As he spoke Wednesday to more than 500 elections officials from across Ohio, Secretary of State Jon Husted sounded a bit like a school teacher giving students an assignment for the summer.
But this was no mere summer reading assignment.
Husted, speaking to the Ohio Elections Officials Summer Conference, sought their help to renew his push for Ohio to adopt online voter registration, an improvement he says will make voting more accessible, more secure against fraud and cheaper for county elections boards to manage.
“I have a summer project for you,” Husted told the gathering, “and I hope you will be more excited about it than the workbook I got my 6-year-old daughter to work on during break.

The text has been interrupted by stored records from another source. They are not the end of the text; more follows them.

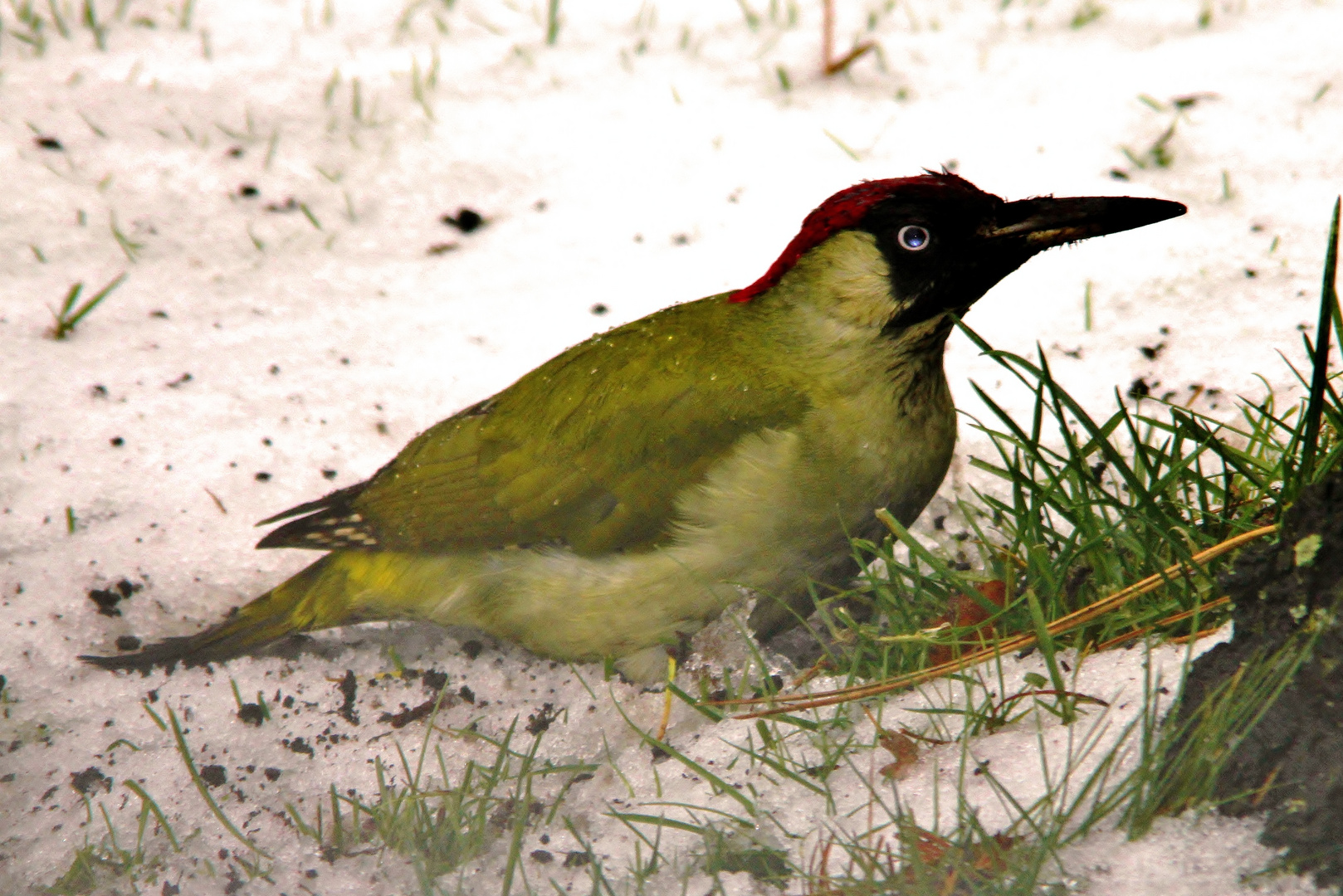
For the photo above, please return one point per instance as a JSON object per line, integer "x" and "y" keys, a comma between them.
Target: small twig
{"x": 829, "y": 63}
{"x": 1006, "y": 645}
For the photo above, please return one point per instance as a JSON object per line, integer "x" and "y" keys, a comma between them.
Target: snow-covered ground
{"x": 271, "y": 179}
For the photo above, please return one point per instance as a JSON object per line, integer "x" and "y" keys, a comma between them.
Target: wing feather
{"x": 588, "y": 450}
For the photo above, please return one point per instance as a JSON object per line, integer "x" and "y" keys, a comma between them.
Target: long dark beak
{"x": 1040, "y": 223}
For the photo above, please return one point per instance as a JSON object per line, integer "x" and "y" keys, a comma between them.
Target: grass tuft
{"x": 69, "y": 314}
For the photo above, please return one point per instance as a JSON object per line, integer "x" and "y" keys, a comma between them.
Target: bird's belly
{"x": 773, "y": 514}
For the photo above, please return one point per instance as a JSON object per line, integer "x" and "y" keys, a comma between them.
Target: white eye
{"x": 914, "y": 238}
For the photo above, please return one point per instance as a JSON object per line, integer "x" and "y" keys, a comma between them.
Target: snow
{"x": 650, "y": 156}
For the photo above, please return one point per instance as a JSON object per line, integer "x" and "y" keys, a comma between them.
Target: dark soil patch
{"x": 1291, "y": 763}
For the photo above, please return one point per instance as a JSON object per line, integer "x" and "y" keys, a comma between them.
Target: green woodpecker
{"x": 608, "y": 503}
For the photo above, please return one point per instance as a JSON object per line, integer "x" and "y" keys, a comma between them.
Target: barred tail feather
{"x": 302, "y": 603}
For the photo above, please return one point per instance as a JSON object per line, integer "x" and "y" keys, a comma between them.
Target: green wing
{"x": 588, "y": 450}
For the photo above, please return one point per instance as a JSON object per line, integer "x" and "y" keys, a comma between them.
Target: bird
{"x": 610, "y": 503}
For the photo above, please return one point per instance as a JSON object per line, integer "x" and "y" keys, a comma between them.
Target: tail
{"x": 316, "y": 598}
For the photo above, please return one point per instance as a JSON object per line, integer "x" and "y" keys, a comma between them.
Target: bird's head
{"x": 901, "y": 251}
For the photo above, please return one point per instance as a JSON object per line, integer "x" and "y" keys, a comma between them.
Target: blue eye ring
{"x": 914, "y": 238}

“I want each of you to reach out to your state representatives and state senators of both parties and ask them to pass online voter registration,” he said.
Ohio, as “the most important swing state in the nation,” needs to be a leader in improving the voting systems, Husted said. But on this issue, 19 other states already have some form of online registration.
Husted has pushed for online registration before. But while it made it into various pieces of legislation, it never was enacted, even though there is bipartisan support for the idea.
“For three years we’ve been trying to get this done,” he said. “Why do we spend so much time arguing about the things we don’t agree on and why don’t we spend more time doing the things that we do agree on?”
Husted cited Arizona’s experience to tout his case for Ohio. That state enacted online registration in 2002. A 2010 study by the Pew Research Center found that by then 70 percent of all voter registration was done online.